Митчелл бросил на него короткий взгляд. Недоверие, смирение, гнев и смущение последовательно сменялись на лице старого шерифа. Он печально вздохнул.
– В город едет проповедник, – пробормотал Митчелл почти извиняющимся тоном.
– Их здесь теперь как собак нерезаных, – отмахнулся Мейкон. – Оптом уже продавать можно, этих проповедников. А заодно – журналистов. У нас тут разбили лагеря целые церковные конгрегации. Какую ни возьми, все здесь.
– Нет-нет, этот – особенный. Поважнее прочих. Если бы мне только удалось уговорить тебя с ним побеседовать… – Митчелл внезапно умолк.
– Кто таков?
– Преподобный Исайя Браун. Видел небось по телевизору?
– Вряд ли. Я проповедниками мало интересуюсь, да и телевизор, если честно, не особо смотрю с тех пор, как закончился «Сайнфелд».
– Я не из тех, кто просит об одолжениях, – продолжил Джон, не отреагировав на шутку. – И, разумеется, не собираюсь никого уговаривать…

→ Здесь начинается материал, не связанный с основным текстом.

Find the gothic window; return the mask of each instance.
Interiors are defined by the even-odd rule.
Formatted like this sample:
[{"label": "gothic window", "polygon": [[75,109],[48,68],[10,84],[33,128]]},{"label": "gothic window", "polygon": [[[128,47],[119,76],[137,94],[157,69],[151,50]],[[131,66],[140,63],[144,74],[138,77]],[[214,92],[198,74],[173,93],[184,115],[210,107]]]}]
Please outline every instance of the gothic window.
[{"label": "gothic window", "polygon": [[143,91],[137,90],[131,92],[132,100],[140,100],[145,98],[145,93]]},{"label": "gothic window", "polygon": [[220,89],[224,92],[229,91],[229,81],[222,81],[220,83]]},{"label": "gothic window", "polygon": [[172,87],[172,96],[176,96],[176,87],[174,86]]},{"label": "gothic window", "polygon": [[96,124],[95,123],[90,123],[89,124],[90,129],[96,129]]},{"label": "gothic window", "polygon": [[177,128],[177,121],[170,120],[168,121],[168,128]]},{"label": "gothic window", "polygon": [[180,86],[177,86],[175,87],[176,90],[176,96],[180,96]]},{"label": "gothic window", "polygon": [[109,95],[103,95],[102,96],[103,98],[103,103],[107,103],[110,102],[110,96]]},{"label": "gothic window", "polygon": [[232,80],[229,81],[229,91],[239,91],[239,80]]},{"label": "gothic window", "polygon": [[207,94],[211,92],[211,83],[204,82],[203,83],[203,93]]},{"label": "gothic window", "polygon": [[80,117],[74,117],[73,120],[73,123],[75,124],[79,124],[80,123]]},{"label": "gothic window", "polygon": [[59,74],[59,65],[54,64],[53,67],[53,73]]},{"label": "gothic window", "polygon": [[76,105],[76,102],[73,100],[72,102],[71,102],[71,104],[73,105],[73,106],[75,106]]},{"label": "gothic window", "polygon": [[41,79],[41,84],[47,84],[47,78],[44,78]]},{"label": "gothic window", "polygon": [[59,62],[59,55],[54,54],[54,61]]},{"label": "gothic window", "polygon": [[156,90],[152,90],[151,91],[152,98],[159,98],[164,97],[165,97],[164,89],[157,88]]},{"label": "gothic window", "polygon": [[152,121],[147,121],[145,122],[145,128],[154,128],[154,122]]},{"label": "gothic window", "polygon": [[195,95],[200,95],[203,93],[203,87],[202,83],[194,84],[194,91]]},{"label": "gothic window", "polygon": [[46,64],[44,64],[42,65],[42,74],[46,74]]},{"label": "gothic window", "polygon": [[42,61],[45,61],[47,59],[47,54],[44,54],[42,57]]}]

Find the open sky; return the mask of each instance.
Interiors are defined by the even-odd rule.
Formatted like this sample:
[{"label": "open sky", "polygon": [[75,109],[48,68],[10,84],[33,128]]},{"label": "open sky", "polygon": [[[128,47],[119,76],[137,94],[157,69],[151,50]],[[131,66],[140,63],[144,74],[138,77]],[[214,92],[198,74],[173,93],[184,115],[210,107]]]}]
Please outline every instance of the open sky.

– Ни слова больше. – Мейкон поднял руку, останавливая старика. – Обещаю подумать. Сколько хоть вам заплатят?
Наконец Джон немного успокоился и перестал дергаться.

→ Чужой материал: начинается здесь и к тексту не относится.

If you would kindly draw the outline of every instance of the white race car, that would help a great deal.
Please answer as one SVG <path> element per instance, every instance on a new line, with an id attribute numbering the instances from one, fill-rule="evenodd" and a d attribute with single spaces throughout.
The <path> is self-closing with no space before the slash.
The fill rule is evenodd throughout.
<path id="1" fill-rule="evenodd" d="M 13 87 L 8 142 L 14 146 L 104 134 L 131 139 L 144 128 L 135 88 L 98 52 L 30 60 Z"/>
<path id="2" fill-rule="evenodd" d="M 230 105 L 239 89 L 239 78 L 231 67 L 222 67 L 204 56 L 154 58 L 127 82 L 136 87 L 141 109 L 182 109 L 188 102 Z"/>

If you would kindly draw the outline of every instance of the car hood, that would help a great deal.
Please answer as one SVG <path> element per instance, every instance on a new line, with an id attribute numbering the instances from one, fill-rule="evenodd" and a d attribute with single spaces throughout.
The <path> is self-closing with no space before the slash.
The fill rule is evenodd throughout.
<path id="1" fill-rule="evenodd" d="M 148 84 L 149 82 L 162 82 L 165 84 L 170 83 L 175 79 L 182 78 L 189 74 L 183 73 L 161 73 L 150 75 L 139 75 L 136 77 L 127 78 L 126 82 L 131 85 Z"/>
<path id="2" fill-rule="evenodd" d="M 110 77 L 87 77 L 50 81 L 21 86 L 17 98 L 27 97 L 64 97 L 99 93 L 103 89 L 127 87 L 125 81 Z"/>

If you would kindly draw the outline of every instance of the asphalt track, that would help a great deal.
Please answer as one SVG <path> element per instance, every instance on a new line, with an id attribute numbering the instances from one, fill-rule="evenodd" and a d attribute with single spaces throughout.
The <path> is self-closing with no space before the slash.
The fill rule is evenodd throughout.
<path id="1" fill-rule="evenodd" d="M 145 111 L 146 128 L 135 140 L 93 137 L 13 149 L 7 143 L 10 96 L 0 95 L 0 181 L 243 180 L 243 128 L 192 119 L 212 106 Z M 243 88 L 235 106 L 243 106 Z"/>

– Сам еще не в курсе. Но, полагаю, подобная услуга стоит немало.
– Ну и отлично, – кивнул Мейкон.
– Тогда я ему сообщу. – Митчелл поднялся. – Только скажи мне, Мейкон… Нет, поклянись, что ты правда ничего не знал. Что она не могла помочь Мейбл. Если ты сейчас мне это скажешь, я поверю и нынешней ночью буду спать спокойно.

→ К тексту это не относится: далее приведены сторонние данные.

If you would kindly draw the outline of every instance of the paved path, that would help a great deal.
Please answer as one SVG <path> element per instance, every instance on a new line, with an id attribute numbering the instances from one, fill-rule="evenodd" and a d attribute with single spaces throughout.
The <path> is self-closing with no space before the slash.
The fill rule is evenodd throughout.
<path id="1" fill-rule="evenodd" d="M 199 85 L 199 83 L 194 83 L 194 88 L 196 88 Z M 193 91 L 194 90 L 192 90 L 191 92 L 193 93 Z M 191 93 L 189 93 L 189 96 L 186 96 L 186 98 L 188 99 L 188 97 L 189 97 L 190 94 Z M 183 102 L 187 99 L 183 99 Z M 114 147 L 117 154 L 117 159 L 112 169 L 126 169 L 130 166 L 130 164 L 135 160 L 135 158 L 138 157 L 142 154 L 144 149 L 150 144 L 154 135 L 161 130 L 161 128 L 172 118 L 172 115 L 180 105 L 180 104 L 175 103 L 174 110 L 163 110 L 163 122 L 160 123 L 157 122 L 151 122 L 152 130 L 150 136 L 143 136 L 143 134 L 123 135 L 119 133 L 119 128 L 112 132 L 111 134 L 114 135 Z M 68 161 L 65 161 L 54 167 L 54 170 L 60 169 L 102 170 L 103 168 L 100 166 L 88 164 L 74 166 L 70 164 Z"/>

Жесткость и агрессия ушли из его глаз. Остался человек, разрывающийся между убеждением, что он сделал все, чтобы спасти свою жену, и ужасной мыслью, что мог бы сделать больше, если бы знал о чем-то заранее. Стена самоуспокоения, которую он возвел вокруг своего сердца, зашаталась. Одно лишь слово Мейкона, и она рухнет, оставив Джона наедине с ненавистью не столько к Мейкону, сколько к самому себе.
– Клянусь, – ответил Мейкон.
В его голосе прозвучало раздражение пополам со смущением. Он знал Джона почти всю свою жизнь, но теперь перед ним стоял мужчина, готовый отбросить дружбу и возложить на него вину за смерть своей жены. И все из-за способностей Эйвы. Несмотря на разочарование, шериф задумался о том, как бы сам повел себя на месте Джона.
– Это такая же новость для меня, как и для прочих, – продолжал убеждать Мейкон. – Если бы я мог помочь вашей супруге, я бы помог. Люди всегда должны помогать друг другу, нести друг за друга ответственность. По-моему, насчет этого у нас нет расхождений.
– Хорошо, – выдавил в конце концов Митчелл, неловко взмахнув рукой, то ли прощая, то ли сожалея. – Я тебе верю. Но найдутся те, кто не поверит. Твоя дочь заварила жуткую кашу. Весь мир ищет кого-то, на кого можно уповать. Они придут просить у нее помощи. И если ты откажешь, неважно под каким предлогом, им это не понравится.
С этими словами он отворил дверь и вышел, оставив Мейкона размышлять о будущем.
– Хорошие новости, малышка. Ты помилована. – Мейкон стоял в дверях палаты Эйвы.
В одной его руке был букетик цветов, в другой – спортивная сумка. Над букетом плыли два воздушных шарика. Надпись на первом гласила «Выздоравливай скорей», на втором – «У нас девочка!».
– Нравится? – улыбнулся Мейкон, кивая на шарики.
– Кармен придумала? – спросила Эйва, садясь в постели.
Чтобы ее отец по собственной инициативе купил цветы с шариками, – такого она представить не могла.
– Неужели я сам не способен? – Мейкон вошел в палату.